Tuesday, February 06, 2007

The Professor and the Madman

I finished reading the historical non fiction book/micro-history,The Professor and the Madman: A Tale of Murder, Insanity, and the Making of the Oxford English Dictionary by Simon Winchester. I really liked it. Our library system had a non fiction book club read it a couple of months ago.

A historical non-fiction is a book that reads almost like fiction. A micro-history is a book which focuses on one small part of history. The part can either be an item or a time period. Seabiscuit is a wonderful example. It focused on horse racing during the Depression and really made that time-period come alive.

The Professor and the Madman focused on two men who were strongly involved in the editing of the OED: James Murray (the professor) and Dr. William Chester Minor (the madman). The vast undertaking of creating the OED simply amazed me. Before 1857 (when the idea was first suggested), there was no all-encompassing English dictionary. Or at least, not a dictionary like we think of today. The OED editors set out to catalog, define, provide illustrative quotations, and track the word's history through written history from its first use until the current day. Every. Single. Word. Wow.

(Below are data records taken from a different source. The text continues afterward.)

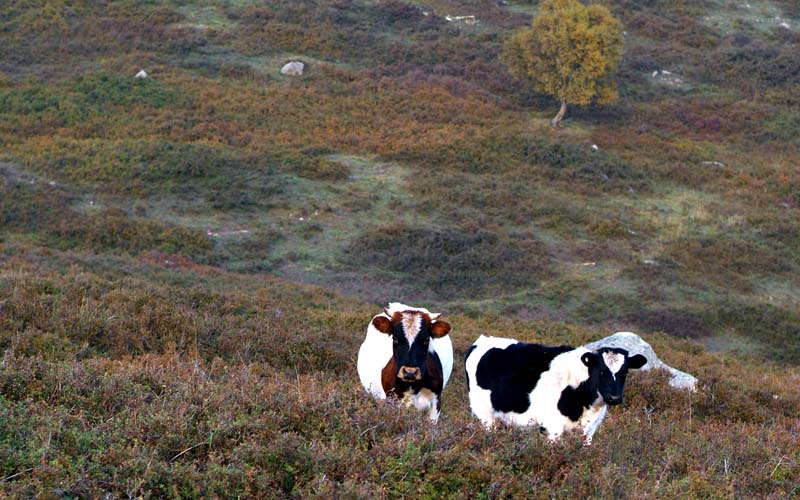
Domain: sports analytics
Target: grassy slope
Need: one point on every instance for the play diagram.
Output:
(139, 215)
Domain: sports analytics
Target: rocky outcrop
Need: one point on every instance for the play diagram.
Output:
(634, 344)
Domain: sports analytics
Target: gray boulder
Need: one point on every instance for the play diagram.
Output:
(634, 344)
(294, 68)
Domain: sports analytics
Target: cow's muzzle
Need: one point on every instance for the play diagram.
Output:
(409, 374)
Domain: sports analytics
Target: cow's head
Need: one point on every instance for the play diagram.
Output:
(608, 368)
(411, 331)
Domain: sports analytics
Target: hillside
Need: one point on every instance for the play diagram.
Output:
(188, 261)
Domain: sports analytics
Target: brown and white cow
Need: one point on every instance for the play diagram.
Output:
(407, 354)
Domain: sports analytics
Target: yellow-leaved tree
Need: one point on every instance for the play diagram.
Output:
(570, 52)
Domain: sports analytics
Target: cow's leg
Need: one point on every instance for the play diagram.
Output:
(591, 424)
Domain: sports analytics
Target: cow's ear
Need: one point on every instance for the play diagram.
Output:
(382, 324)
(637, 361)
(439, 329)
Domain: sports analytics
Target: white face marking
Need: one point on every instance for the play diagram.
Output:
(614, 361)
(412, 323)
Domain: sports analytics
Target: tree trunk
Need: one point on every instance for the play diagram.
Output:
(556, 121)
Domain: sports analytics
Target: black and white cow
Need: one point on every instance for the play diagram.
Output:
(556, 388)
(407, 354)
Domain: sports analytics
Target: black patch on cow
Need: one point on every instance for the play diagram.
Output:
(513, 372)
(574, 401)
(432, 378)
(466, 356)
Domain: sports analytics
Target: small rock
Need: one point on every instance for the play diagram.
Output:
(634, 344)
(294, 68)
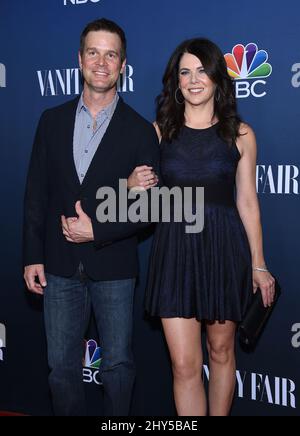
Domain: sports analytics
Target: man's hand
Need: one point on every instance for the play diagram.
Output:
(79, 229)
(30, 273)
(142, 177)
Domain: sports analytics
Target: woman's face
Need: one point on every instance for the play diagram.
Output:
(196, 87)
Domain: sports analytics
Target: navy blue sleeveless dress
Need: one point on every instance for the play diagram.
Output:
(206, 275)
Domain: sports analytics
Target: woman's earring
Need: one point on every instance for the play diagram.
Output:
(176, 97)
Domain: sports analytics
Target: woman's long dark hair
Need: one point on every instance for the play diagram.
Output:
(170, 114)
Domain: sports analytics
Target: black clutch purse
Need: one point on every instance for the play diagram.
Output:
(256, 317)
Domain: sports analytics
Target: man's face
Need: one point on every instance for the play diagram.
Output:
(101, 61)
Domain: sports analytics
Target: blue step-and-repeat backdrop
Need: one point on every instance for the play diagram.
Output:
(39, 42)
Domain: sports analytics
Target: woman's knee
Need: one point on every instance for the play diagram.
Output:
(185, 367)
(220, 352)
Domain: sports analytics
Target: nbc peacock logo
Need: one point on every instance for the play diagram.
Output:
(91, 362)
(92, 354)
(248, 66)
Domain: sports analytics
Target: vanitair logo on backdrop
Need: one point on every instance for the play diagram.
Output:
(2, 340)
(2, 76)
(263, 388)
(277, 179)
(79, 2)
(248, 67)
(91, 363)
(296, 75)
(296, 336)
(67, 81)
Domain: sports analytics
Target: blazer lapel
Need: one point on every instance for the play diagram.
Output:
(67, 145)
(110, 141)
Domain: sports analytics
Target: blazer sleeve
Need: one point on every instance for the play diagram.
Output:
(35, 199)
(148, 153)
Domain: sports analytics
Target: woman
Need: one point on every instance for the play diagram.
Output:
(206, 278)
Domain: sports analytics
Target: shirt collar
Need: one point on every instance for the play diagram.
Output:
(108, 110)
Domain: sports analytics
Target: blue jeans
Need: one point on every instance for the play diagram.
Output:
(67, 307)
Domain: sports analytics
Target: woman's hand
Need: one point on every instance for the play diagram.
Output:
(142, 177)
(266, 283)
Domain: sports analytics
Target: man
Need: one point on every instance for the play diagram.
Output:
(76, 261)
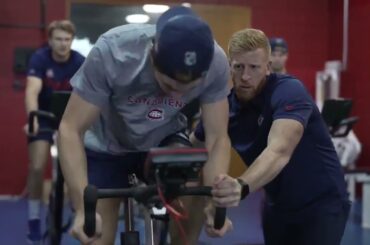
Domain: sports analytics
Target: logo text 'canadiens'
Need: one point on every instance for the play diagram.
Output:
(156, 114)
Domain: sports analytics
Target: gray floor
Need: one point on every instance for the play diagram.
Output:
(246, 221)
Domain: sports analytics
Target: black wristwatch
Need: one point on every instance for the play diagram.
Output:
(245, 188)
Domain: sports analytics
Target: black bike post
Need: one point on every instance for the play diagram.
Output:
(129, 236)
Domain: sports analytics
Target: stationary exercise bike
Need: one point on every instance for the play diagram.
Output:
(166, 171)
(54, 217)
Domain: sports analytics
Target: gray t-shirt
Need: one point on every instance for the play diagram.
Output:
(118, 77)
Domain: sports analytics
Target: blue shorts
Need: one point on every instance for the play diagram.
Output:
(46, 136)
(111, 171)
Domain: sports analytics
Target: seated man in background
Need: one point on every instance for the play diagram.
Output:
(127, 98)
(50, 69)
(279, 55)
(277, 129)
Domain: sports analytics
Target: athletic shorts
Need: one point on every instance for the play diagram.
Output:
(112, 171)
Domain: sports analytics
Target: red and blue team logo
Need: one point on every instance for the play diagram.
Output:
(156, 114)
(49, 73)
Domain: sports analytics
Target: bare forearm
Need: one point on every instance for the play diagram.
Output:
(218, 161)
(264, 169)
(73, 163)
(31, 101)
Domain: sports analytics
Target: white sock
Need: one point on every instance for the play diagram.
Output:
(34, 209)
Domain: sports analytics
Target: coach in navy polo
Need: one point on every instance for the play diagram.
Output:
(278, 131)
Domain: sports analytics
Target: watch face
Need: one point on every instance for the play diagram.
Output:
(245, 189)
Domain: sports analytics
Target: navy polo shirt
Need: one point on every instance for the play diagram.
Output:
(313, 180)
(55, 76)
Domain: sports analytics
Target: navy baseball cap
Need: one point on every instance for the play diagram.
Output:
(278, 44)
(184, 45)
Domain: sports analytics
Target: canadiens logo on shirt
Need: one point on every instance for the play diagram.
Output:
(49, 73)
(156, 114)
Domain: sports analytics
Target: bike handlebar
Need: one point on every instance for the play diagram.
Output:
(141, 194)
(41, 114)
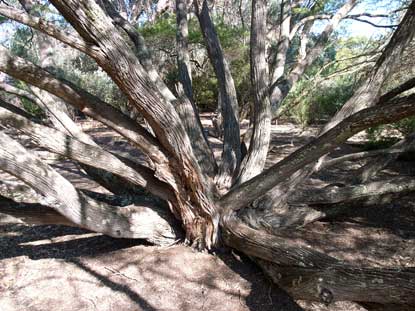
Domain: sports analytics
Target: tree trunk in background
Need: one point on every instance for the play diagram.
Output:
(231, 156)
(254, 161)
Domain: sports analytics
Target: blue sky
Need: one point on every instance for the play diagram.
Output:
(356, 28)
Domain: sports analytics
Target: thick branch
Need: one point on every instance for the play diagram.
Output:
(130, 221)
(85, 102)
(231, 155)
(333, 195)
(119, 61)
(67, 146)
(380, 114)
(254, 161)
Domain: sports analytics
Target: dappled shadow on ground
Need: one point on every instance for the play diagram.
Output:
(72, 269)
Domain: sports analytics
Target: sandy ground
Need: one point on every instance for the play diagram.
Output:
(62, 268)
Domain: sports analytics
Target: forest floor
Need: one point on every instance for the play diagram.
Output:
(63, 268)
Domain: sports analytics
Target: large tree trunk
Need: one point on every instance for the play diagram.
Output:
(231, 156)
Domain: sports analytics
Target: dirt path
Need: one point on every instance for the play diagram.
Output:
(62, 268)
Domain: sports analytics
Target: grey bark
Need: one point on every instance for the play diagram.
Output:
(231, 155)
(277, 174)
(198, 212)
(254, 161)
(130, 221)
(82, 152)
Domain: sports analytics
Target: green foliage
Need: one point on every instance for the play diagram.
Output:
(159, 37)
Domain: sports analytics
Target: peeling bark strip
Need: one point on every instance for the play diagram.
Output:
(231, 156)
(395, 46)
(197, 211)
(129, 222)
(308, 274)
(342, 282)
(382, 113)
(254, 161)
(333, 195)
(85, 102)
(33, 213)
(185, 108)
(72, 148)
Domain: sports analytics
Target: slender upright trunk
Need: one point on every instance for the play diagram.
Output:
(254, 162)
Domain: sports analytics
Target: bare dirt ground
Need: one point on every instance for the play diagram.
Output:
(62, 268)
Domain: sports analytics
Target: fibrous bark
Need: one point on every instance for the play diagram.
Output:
(231, 156)
(130, 221)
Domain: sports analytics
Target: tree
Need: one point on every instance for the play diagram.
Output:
(181, 181)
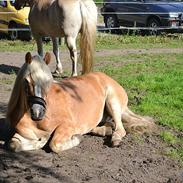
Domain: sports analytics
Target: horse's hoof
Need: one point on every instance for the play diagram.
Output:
(116, 143)
(14, 146)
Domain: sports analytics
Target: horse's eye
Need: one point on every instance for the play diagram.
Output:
(26, 85)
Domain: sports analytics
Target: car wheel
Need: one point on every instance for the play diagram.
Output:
(153, 23)
(111, 22)
(25, 35)
(13, 34)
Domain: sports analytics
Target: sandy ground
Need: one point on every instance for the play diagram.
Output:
(137, 160)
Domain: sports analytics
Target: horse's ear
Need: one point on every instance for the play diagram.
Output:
(47, 58)
(28, 58)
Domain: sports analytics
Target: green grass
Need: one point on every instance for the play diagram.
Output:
(105, 41)
(154, 83)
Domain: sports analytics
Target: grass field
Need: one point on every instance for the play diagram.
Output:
(154, 81)
(105, 41)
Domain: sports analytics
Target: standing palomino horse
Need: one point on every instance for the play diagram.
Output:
(64, 18)
(41, 108)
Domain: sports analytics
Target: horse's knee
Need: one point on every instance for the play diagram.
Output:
(57, 146)
(102, 131)
(14, 145)
(19, 143)
(117, 137)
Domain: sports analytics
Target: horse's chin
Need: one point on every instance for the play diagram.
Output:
(36, 118)
(37, 112)
(17, 7)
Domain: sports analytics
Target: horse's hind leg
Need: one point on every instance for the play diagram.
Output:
(115, 109)
(104, 130)
(71, 44)
(59, 69)
(64, 139)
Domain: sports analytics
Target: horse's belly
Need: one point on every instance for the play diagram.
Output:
(89, 115)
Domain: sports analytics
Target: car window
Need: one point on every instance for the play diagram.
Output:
(12, 2)
(3, 3)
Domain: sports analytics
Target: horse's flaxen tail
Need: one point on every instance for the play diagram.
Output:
(136, 123)
(88, 34)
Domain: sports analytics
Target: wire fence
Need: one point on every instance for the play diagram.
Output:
(175, 17)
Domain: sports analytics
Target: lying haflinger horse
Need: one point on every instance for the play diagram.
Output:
(64, 18)
(41, 109)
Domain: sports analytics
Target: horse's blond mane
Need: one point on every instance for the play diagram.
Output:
(40, 74)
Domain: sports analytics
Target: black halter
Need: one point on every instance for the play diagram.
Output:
(36, 100)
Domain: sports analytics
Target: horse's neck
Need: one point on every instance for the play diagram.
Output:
(41, 3)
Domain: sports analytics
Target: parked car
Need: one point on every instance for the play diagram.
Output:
(10, 18)
(164, 14)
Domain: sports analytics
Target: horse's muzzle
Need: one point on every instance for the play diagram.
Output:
(17, 7)
(37, 108)
(37, 112)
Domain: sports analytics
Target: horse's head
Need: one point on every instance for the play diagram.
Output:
(36, 84)
(18, 4)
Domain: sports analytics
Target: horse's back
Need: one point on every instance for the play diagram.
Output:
(55, 18)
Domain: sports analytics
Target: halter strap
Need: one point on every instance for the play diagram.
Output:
(36, 100)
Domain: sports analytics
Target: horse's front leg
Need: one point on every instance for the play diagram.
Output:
(29, 141)
(39, 43)
(59, 69)
(71, 44)
(63, 139)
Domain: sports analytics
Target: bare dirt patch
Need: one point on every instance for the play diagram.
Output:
(137, 160)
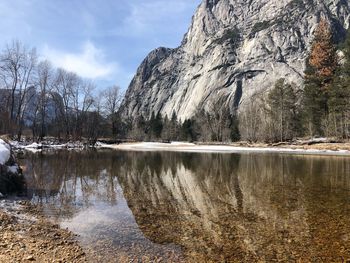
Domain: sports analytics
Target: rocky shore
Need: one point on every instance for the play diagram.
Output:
(11, 177)
(27, 236)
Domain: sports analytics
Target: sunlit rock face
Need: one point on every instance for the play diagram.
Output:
(233, 49)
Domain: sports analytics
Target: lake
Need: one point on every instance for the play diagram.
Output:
(196, 207)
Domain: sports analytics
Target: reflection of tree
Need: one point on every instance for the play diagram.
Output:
(68, 181)
(218, 207)
(229, 207)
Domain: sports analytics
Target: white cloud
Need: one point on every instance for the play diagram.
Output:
(154, 17)
(88, 63)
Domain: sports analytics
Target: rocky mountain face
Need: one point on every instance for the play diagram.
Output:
(233, 49)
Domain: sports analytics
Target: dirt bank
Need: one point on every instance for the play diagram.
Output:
(26, 236)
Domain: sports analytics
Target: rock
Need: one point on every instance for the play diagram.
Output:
(233, 49)
(11, 178)
(30, 258)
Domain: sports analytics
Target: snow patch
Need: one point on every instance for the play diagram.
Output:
(147, 146)
(5, 152)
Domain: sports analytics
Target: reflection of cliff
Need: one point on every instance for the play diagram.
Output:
(218, 207)
(233, 207)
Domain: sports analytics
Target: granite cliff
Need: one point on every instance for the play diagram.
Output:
(232, 50)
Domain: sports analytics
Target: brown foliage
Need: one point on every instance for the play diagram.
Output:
(323, 56)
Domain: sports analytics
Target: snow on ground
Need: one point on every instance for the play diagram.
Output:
(5, 152)
(188, 147)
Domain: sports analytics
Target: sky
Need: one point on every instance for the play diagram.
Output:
(101, 40)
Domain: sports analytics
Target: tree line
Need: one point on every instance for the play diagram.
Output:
(55, 102)
(320, 107)
(51, 102)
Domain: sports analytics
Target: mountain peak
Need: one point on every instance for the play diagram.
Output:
(233, 49)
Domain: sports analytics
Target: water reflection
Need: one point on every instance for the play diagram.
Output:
(198, 207)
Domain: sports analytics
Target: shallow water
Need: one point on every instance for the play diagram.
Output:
(197, 207)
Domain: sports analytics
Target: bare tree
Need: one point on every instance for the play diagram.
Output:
(111, 100)
(17, 65)
(65, 85)
(45, 77)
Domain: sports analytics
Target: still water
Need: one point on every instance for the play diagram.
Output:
(197, 207)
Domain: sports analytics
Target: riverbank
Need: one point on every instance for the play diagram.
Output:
(321, 148)
(26, 236)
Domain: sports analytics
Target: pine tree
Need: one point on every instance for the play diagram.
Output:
(319, 74)
(282, 103)
(156, 125)
(339, 102)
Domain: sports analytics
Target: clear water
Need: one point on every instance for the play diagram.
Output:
(197, 207)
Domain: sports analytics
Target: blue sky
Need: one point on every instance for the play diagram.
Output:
(104, 40)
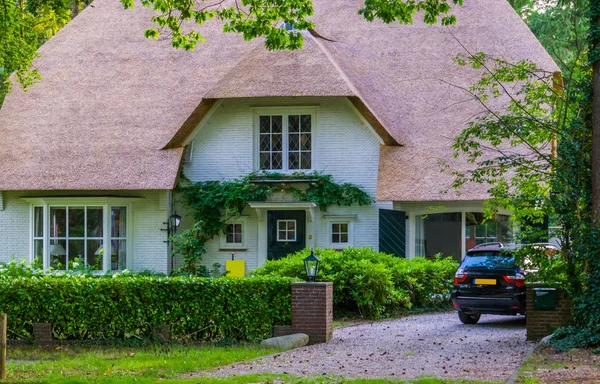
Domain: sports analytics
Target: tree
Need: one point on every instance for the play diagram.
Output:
(24, 26)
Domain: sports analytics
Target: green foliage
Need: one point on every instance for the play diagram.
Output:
(134, 364)
(215, 202)
(372, 283)
(24, 26)
(190, 245)
(403, 11)
(511, 150)
(262, 18)
(82, 308)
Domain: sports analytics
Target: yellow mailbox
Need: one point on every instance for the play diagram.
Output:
(235, 268)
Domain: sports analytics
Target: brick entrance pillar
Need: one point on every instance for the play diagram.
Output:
(312, 310)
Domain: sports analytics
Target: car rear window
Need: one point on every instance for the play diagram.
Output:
(489, 260)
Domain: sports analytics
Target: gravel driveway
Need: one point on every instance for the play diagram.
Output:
(422, 345)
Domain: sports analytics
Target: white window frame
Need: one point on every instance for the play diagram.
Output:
(188, 153)
(287, 239)
(106, 203)
(224, 245)
(340, 220)
(285, 112)
(67, 236)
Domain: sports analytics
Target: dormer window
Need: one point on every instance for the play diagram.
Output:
(188, 152)
(285, 142)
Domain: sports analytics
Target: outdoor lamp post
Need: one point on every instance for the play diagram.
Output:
(311, 263)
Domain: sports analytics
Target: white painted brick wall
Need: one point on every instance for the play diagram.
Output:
(14, 228)
(149, 249)
(344, 147)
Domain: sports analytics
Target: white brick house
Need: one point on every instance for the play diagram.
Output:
(90, 156)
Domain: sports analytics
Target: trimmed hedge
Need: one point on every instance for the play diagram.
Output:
(373, 283)
(82, 308)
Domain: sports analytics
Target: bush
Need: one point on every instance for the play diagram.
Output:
(373, 283)
(82, 307)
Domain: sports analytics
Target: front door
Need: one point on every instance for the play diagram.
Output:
(286, 233)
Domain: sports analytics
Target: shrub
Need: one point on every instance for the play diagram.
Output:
(81, 307)
(373, 283)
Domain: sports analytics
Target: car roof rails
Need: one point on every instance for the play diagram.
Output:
(488, 245)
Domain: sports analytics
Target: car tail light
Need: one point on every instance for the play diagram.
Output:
(460, 276)
(518, 280)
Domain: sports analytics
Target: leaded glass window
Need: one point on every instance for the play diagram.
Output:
(285, 142)
(300, 141)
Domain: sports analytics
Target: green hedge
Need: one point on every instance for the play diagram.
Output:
(373, 283)
(82, 308)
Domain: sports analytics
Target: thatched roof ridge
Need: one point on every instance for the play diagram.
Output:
(113, 114)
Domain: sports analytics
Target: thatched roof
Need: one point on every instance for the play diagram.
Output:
(114, 107)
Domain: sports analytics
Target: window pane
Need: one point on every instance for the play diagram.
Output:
(294, 160)
(276, 124)
(76, 222)
(38, 222)
(76, 251)
(38, 253)
(95, 222)
(58, 254)
(305, 123)
(491, 229)
(265, 124)
(306, 142)
(306, 162)
(265, 143)
(276, 161)
(58, 222)
(294, 123)
(265, 161)
(118, 222)
(118, 258)
(95, 253)
(294, 140)
(277, 142)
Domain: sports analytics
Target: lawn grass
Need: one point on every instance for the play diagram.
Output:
(121, 364)
(547, 365)
(156, 364)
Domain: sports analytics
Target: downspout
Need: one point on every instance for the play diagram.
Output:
(170, 211)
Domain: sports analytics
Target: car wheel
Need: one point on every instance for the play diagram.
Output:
(465, 318)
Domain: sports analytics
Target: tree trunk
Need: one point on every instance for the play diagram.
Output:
(596, 134)
(74, 9)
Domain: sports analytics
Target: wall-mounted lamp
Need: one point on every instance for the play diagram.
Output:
(172, 225)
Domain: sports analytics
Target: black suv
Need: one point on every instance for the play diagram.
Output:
(489, 282)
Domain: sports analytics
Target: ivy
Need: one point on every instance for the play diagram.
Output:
(215, 202)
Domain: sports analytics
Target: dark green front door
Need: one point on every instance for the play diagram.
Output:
(286, 233)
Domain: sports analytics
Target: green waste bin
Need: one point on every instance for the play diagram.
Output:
(544, 298)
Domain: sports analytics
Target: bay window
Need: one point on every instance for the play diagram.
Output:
(84, 231)
(340, 231)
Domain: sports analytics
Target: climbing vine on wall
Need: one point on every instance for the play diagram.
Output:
(215, 202)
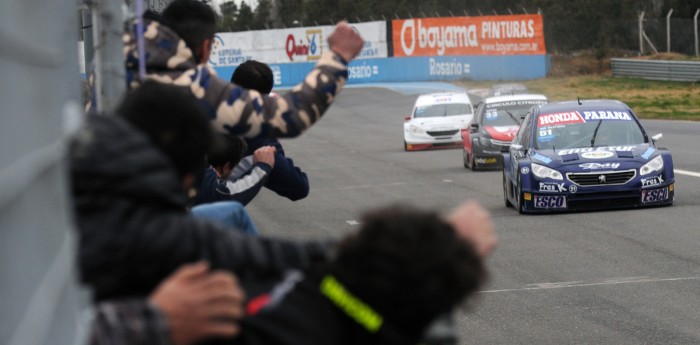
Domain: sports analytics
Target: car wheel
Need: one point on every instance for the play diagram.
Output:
(505, 191)
(519, 193)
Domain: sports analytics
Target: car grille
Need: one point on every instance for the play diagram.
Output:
(449, 133)
(602, 178)
(603, 200)
(500, 143)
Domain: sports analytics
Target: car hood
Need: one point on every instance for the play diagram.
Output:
(595, 158)
(503, 133)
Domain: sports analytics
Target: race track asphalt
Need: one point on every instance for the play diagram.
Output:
(612, 277)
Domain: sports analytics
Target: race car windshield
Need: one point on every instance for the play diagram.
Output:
(504, 115)
(594, 133)
(446, 109)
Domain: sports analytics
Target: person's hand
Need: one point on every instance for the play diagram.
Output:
(200, 304)
(473, 223)
(345, 41)
(265, 154)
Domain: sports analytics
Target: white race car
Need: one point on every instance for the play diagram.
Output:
(437, 120)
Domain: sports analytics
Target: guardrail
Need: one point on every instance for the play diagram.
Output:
(656, 69)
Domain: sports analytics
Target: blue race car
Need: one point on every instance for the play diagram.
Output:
(583, 155)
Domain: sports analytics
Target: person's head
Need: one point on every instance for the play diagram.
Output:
(254, 75)
(226, 157)
(195, 22)
(409, 265)
(175, 122)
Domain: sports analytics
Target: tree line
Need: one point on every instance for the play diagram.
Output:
(572, 25)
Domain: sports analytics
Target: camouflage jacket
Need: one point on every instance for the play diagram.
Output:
(128, 322)
(233, 109)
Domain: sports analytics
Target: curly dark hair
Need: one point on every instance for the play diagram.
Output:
(254, 75)
(194, 21)
(409, 265)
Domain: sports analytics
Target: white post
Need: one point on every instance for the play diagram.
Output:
(695, 31)
(641, 33)
(668, 31)
(110, 76)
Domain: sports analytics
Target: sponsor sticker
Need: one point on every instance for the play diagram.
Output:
(595, 166)
(654, 195)
(597, 155)
(542, 158)
(552, 187)
(550, 201)
(652, 181)
(560, 119)
(593, 149)
(606, 115)
(491, 160)
(648, 153)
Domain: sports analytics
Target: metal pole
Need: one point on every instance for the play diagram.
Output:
(668, 31)
(641, 33)
(87, 37)
(110, 75)
(695, 31)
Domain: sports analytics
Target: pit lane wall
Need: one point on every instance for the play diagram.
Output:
(427, 49)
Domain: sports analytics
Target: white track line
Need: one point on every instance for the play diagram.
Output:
(685, 172)
(549, 286)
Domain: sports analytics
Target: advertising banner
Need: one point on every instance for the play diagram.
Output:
(484, 35)
(305, 44)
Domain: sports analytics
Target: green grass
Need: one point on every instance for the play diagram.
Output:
(649, 99)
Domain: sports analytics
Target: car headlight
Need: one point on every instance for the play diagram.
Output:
(484, 140)
(655, 164)
(417, 130)
(544, 172)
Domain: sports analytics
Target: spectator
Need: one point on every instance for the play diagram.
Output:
(404, 268)
(191, 305)
(129, 181)
(215, 185)
(177, 48)
(130, 175)
(285, 179)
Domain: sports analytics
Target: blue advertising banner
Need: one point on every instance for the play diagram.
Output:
(420, 68)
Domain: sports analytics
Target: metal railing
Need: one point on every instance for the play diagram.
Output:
(656, 69)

They had thousands of volunteers read through books, write down words (any words), illustrative quotations, where the quotation was found, page number, and send in the slip of paper to the Scriptorium that Murray had set up in Oxford. The Scriptorium might sound impressive but really it was just a corrugated metal structure full of paper. Can you even imagine the scraps of paper everywhere? How would anything ever get done or even found?

Dr. Minor is introduced as a madman from the very beginning of the book. A madman but also an intellectual. He was an American doctor who served in the Civil War. Apparently, his paranoia was sparked and/or became more pronounced after an experience during the Wilderness where he had to brand an Irish soldier as punishment for desertion. After that, he felt that the Irish everywhere were after him in revenge. He also complained of being followed and being forced to perform "lewd acts" every night by persons unknown. A while after the end of the war, Minor left America for England. He was imprisoned in Broadmore, a lunatic asylum there, when he murdered a man in London. (Minor thought the man was going to attack him.)

While in Broadmore, Minor had an extraordinary amount of special privileges. He had a pention from the U.S. Army and was a doctor like those taking care of him so Minor was housed in the nice part of Broadmore. He had the use of two rooms, one of which served as a library and the other which was his bedroom, where he painted and played his flute. The library was quite impressive because he collected rare works and anything else that caught his interest. Minor hired one of the other inmates to clean his rooms and perform small tasks. Sounds pretty nice, huh? He still had the slight problem of thinking people were breaking into his room at night and poisoning him or forcing him to perform those lewd acts.

Ten years after he was first imprisoned, Minor came across Murray's plea for volunteer readers. He wrote to Murray offering his services and got down to reading. Minor's approach to the task was completely different than that of the other volunteers. He would read a book through writing down each word that caught his attention and page number where it was found. He wrote the words down so that they would be in alphabetical order, leaving space for words he would find as he read. Once he finished one book, Minor would go on to the next. Because he wasn't sending in submissions to the editors in Oxford, they thought he had gotten bored with the project.

Once Minor thought he had come up with enough words, he wrote to Murray asking him if they were having any difficulty with any word. When Murray responded that "art" was vexing them, Minor immediately responded with quotation, volume number, and page number. After that, Murray and his workers would send any word "problems" to Minor and he would immediately respond with a correct response. Because Minor had his word lists minutely indexed, it took him no time at all to find a correct quotation. As the author says, other volunteers might have sent in more quotations but Minor's were worth their weight in gold. The editors knew they didn't need to double-check his work.

It was very interesting to watch the friendship between Minor and Murray develop. They corresponded for years and Murray visited Minor frequently in Broadmore. I also found it fascinating to learn more about the editing of the massive dictionary.

The only problem I had with the book was that the author, Simon Winchester, did not have a bibliography in the back of the book. True, he mentioned other books people could read to learn more and talked about some of the books he read. But, to a historian like me, that is not good enough. I want to see all of the documents he used. The letters, the journals, the books, the interviews. Everything. Still, I greatly enjoyed the work and would highly recommend it.